We are using the UC mechanism for triggering jobs on file arrival, as described here: https://learn.microsoft.com/en-us/azure/databricks/workflows/jobs/file-arrival-triggers.

Unfortunately, the trigger doesn't actually pass the file-path that is generating the trigger to the job... (The Run Parameters are empty). Is there any way to get this information?

Tharun-Kumar · ‎08-08-2023

@Rik

We have got this request from other Customers too. Our Engineering team is already notified of this and there is an internal ticket for the same. But we don't have an ETA for now.

View solution in original post

Tharun-Kumar · ‎08-07-2023

@Rik

For now, we do not send the file details as part of the trigger. The trigger is used to run a pipeline.

Alternately, You can use autoloader as part of the triggered pipeline to get the details of the file that arrived.

Rik · ‎08-08-2023

"Alternately, You can use autoloader as part of the triggered pipeline to get the details of the file that arrived."

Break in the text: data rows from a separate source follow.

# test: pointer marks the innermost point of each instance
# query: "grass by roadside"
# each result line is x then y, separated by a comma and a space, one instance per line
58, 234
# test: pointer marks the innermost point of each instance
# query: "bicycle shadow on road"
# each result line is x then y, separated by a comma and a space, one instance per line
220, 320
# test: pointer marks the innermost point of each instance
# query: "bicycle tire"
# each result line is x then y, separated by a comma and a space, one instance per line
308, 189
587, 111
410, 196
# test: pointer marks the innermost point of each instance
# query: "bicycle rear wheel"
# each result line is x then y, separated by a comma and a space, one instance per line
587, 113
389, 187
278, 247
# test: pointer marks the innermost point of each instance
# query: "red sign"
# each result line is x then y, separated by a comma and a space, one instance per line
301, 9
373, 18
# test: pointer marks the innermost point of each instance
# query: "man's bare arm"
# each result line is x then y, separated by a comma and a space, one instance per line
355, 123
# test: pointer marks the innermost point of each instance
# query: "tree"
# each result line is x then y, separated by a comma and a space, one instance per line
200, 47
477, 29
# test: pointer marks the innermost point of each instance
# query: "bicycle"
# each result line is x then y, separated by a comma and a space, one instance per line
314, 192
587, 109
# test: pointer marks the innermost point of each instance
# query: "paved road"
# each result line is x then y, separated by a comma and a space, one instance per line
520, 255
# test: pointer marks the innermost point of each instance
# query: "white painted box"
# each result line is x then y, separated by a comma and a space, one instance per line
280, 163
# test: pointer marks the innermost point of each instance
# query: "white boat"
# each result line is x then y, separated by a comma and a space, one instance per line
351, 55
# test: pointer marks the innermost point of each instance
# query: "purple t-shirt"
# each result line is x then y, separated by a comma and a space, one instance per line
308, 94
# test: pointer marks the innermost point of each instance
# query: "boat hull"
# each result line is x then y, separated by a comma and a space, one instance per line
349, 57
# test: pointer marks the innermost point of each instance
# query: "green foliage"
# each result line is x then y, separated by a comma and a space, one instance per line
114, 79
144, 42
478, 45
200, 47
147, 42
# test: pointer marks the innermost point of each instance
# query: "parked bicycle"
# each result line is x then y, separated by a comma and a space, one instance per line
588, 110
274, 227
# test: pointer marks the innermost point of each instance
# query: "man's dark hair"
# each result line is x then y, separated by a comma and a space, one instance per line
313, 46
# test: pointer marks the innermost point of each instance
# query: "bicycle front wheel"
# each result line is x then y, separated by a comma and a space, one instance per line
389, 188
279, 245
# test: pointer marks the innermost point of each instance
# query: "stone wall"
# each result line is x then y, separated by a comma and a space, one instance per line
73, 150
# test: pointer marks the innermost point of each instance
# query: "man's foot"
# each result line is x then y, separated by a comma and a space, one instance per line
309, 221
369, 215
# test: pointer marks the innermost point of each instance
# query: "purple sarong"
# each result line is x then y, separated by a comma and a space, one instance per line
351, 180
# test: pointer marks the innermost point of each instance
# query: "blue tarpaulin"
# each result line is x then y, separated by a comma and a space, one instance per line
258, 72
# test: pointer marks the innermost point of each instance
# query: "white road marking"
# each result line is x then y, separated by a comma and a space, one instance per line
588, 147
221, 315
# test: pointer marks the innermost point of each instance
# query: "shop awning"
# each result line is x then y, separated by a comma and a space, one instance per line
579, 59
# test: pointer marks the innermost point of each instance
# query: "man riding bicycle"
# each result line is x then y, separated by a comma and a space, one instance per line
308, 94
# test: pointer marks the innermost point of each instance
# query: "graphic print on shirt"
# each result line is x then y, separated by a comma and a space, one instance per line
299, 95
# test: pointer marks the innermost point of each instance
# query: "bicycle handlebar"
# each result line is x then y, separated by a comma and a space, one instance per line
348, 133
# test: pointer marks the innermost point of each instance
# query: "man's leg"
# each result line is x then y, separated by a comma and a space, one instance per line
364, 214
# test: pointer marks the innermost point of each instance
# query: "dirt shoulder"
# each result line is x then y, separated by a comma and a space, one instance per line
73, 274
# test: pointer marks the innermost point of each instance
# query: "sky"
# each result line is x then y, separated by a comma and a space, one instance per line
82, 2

That doesn't quite fit our requirements unfortunately... Are there any plans on adding this functionality?

mattiazeni · ‎10-23-2024

What do you need to achieve?

Autoloader is much more efficient since it can handle a bunch of files (only new ones) in a single operation. Handling file by file, especially with a lot of files, will increase latency and increase costs.

marcuskw · ‎10-23-2024

What I wanted to achieve was a dynamic schema application based on what file was picked up.
So I implement 1 autoloader task to collect files from a specific path "source":
- source/employees/0001.csv
- source/holiday/0001.csv

If the path of the file was available I could then apply the relevant schema in runtime.
But autoloader may want to process both files and put them into the same dataframe?
Maybe this isn't the best usecase, I guess you would recommend to implement multiple tasks/checkpoints for the respective folders?

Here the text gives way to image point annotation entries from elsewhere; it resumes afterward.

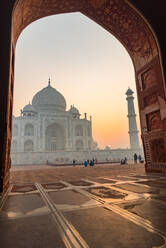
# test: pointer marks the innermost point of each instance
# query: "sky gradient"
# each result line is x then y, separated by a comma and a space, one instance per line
86, 64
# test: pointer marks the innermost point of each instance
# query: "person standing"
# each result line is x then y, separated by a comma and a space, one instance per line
135, 158
140, 158
74, 162
85, 163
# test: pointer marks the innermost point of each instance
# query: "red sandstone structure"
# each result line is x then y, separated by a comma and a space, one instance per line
137, 24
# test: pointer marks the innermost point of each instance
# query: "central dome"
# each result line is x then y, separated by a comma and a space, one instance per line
49, 99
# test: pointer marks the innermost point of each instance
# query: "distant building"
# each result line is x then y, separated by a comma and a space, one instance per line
45, 132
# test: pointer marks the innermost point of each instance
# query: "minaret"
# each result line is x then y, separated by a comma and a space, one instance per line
133, 131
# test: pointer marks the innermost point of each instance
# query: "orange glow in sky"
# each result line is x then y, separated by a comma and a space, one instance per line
86, 64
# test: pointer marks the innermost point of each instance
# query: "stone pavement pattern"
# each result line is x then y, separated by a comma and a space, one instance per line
103, 206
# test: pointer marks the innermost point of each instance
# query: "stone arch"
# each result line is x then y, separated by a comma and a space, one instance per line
29, 130
14, 146
89, 144
79, 130
127, 24
28, 146
54, 137
88, 131
79, 145
122, 20
15, 130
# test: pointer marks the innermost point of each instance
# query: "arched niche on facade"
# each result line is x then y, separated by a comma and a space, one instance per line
88, 131
15, 130
79, 145
128, 25
29, 130
54, 138
89, 144
79, 130
14, 146
28, 146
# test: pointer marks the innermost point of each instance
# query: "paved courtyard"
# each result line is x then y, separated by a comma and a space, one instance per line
105, 206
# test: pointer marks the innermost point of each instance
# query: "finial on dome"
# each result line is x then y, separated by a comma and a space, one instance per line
49, 82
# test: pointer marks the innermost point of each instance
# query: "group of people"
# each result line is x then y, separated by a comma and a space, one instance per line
137, 157
89, 162
123, 161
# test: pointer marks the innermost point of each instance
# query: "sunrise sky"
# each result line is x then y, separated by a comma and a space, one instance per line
86, 64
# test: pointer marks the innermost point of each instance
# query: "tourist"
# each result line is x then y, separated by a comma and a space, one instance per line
135, 158
91, 163
74, 162
85, 163
140, 158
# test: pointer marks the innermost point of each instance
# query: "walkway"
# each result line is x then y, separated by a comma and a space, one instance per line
105, 206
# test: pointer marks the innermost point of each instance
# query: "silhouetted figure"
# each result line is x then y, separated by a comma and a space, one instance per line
74, 162
91, 163
85, 163
140, 158
135, 158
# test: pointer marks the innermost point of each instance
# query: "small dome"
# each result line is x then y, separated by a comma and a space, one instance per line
29, 108
49, 99
129, 92
74, 110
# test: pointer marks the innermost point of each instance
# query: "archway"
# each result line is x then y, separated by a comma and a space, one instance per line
122, 20
28, 146
54, 138
29, 130
79, 145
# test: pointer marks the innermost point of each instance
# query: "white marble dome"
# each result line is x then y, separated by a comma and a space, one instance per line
29, 108
49, 99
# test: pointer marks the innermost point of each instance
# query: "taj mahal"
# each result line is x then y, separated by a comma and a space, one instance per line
45, 132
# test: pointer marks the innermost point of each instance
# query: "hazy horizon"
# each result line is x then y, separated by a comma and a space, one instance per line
86, 64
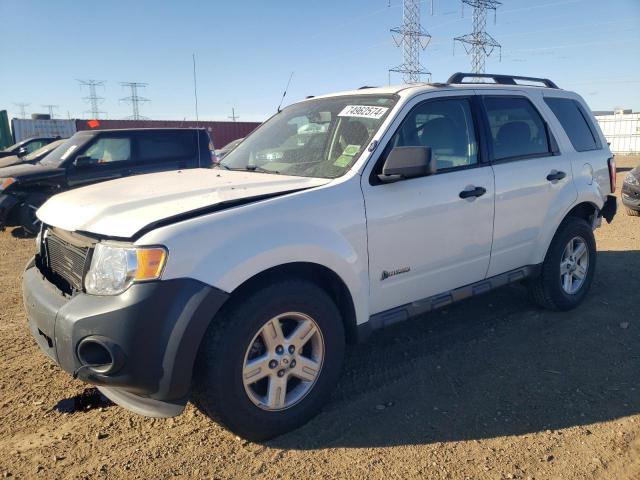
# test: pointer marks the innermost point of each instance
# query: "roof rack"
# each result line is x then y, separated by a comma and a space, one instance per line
499, 78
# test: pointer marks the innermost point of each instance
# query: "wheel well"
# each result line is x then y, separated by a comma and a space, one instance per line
322, 276
584, 210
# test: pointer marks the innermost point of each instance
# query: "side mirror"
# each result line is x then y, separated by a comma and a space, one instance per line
408, 162
84, 161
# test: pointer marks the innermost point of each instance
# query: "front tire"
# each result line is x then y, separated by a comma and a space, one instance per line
269, 361
568, 268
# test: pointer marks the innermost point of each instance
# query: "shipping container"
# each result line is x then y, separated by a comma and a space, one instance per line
25, 128
622, 131
221, 133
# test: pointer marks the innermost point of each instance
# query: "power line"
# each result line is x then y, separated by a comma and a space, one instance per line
412, 38
93, 99
51, 108
134, 99
479, 44
23, 109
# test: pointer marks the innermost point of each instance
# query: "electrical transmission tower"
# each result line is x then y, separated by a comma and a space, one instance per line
51, 108
479, 44
134, 99
93, 99
233, 116
23, 109
412, 38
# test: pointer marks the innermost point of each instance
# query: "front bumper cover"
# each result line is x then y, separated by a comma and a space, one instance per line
154, 329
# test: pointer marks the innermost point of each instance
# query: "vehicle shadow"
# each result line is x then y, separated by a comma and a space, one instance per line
488, 367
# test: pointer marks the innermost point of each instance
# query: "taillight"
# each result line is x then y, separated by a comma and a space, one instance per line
612, 173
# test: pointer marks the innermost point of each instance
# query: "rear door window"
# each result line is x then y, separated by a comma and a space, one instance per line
572, 118
166, 146
109, 150
517, 129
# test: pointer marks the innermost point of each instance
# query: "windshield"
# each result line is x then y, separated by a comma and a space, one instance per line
13, 147
42, 150
317, 138
60, 154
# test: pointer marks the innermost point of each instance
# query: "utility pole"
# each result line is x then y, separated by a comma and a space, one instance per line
93, 99
50, 108
412, 38
134, 99
23, 109
479, 44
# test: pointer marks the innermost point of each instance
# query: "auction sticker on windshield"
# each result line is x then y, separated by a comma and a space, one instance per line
363, 111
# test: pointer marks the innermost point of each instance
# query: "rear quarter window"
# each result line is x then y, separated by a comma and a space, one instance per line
573, 119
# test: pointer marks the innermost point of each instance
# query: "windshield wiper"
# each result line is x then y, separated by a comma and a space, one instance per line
257, 168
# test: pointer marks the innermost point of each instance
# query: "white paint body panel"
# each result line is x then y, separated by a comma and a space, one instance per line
122, 207
323, 225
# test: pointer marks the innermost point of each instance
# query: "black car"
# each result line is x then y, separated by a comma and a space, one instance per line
631, 192
28, 145
33, 157
96, 156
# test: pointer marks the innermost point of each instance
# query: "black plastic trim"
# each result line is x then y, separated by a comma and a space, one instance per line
610, 208
420, 307
500, 79
153, 332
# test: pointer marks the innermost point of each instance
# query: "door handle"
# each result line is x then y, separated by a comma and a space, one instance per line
475, 192
556, 175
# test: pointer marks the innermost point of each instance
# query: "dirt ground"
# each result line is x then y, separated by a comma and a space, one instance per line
491, 388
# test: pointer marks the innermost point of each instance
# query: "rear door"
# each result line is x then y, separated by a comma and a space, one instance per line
158, 151
432, 234
533, 178
111, 157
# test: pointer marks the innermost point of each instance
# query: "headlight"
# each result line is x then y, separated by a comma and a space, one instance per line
631, 179
114, 268
5, 182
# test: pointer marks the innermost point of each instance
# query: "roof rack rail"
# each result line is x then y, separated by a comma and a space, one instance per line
499, 78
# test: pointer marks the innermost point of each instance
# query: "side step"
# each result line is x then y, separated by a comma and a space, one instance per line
420, 307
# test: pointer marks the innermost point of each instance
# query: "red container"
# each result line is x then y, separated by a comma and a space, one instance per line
221, 133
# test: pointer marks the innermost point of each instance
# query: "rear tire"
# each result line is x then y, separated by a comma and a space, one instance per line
223, 375
568, 268
633, 213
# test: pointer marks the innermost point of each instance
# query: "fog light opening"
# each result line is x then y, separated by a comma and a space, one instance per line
95, 356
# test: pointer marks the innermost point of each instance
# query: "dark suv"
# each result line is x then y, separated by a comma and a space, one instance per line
96, 156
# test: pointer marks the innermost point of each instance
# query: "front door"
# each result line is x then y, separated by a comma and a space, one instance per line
432, 234
110, 158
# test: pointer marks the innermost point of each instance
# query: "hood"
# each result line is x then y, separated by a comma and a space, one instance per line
121, 208
25, 171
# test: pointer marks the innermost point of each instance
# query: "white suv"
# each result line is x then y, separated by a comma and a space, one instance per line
238, 287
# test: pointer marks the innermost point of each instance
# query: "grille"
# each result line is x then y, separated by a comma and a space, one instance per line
65, 260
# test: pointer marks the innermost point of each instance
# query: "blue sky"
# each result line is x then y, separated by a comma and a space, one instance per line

Tharun-Kumar · ‎08-08-2023

@Rik

We have got this request from other Customers too. Our Engineering team is already notified of this and there is an internal ticket for the same. But we don't have an ETA for now.

srsnarendran · ‎09-23-2024

Any ETA ? We are having to use other Orchestration products because of this limitation.

Panda · ‎02-15-2024

Could you please provide an update on the status of this particular request? Additionally, do we have any ETA for it?

marcuskw · ‎06-05-2024

Also something I'm interested in using, would be really helpful to use File Trigger and get relevant information about exactly what file triggered the workflow!

artemich · ‎09-23-2024

Same here!

Additionally would be great to enhance it to support not just the path to a directory, but also the prefix of the file name (or regex for bonus points). Right now if you have 10 types of files arriving to the same folder, it would be much cleaner to have each workflow handling a given type only process the relevant file arrived.

marcuskw · ‎09-23-2024

You are able to provide filter options to select only relevant files:
https://docs.databricks.com/en/ingestion/cloud-object-storage/auto-loader/patterns.html#filtering-di...

artemich · ‎09-24-2024

For loading file with AutoLoader - for sure. My wish is to have similar capability for File Arrival Trigger.

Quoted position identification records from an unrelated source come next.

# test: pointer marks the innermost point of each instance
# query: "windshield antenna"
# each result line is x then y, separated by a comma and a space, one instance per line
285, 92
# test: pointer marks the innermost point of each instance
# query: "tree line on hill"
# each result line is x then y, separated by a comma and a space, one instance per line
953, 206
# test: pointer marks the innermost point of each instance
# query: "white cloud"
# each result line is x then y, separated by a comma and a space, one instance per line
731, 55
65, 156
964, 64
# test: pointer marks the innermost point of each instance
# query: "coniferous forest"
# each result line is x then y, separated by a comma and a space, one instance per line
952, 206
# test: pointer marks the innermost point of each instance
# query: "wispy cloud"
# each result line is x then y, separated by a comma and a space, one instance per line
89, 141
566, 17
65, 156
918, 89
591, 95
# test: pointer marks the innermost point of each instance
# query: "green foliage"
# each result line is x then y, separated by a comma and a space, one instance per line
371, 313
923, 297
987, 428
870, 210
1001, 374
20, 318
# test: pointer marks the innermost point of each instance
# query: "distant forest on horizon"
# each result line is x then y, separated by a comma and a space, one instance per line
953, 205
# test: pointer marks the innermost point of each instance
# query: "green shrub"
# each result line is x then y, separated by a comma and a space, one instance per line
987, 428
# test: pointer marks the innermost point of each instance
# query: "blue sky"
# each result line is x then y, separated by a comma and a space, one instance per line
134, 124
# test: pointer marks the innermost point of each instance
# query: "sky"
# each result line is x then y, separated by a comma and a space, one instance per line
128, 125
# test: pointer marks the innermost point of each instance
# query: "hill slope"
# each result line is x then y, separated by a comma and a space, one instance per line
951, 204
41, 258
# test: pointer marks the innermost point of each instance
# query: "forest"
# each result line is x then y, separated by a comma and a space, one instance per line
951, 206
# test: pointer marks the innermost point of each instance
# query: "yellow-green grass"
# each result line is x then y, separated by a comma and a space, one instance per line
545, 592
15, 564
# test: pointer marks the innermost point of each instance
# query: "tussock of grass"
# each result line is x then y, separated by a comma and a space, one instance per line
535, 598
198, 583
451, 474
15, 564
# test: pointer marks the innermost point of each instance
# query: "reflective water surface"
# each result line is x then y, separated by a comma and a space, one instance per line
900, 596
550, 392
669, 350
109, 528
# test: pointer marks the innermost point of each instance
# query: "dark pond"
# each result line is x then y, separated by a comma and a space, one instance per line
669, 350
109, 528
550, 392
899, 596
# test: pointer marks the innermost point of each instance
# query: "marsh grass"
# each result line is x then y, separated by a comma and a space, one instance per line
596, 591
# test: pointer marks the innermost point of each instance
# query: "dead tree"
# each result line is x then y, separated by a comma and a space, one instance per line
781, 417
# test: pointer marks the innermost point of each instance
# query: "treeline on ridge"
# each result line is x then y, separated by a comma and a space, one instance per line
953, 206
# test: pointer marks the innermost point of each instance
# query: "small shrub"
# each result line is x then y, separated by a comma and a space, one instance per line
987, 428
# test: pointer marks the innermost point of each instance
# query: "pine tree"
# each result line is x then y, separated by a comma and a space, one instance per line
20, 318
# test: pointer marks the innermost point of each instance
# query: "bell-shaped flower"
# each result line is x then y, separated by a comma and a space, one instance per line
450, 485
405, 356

"A file arrival trigger can be configured to monitor the root of a Unity Catalog external location or volume, or a subpath of an external location or volume."
https://learn.microsoft.com/en-us/azure/databricks/jobs/file-arrival-triggers

Quite often files for multiple data entities (or even pipelines) land in the same directories from a given provider and it would be great to be able to easily manage such scenarios.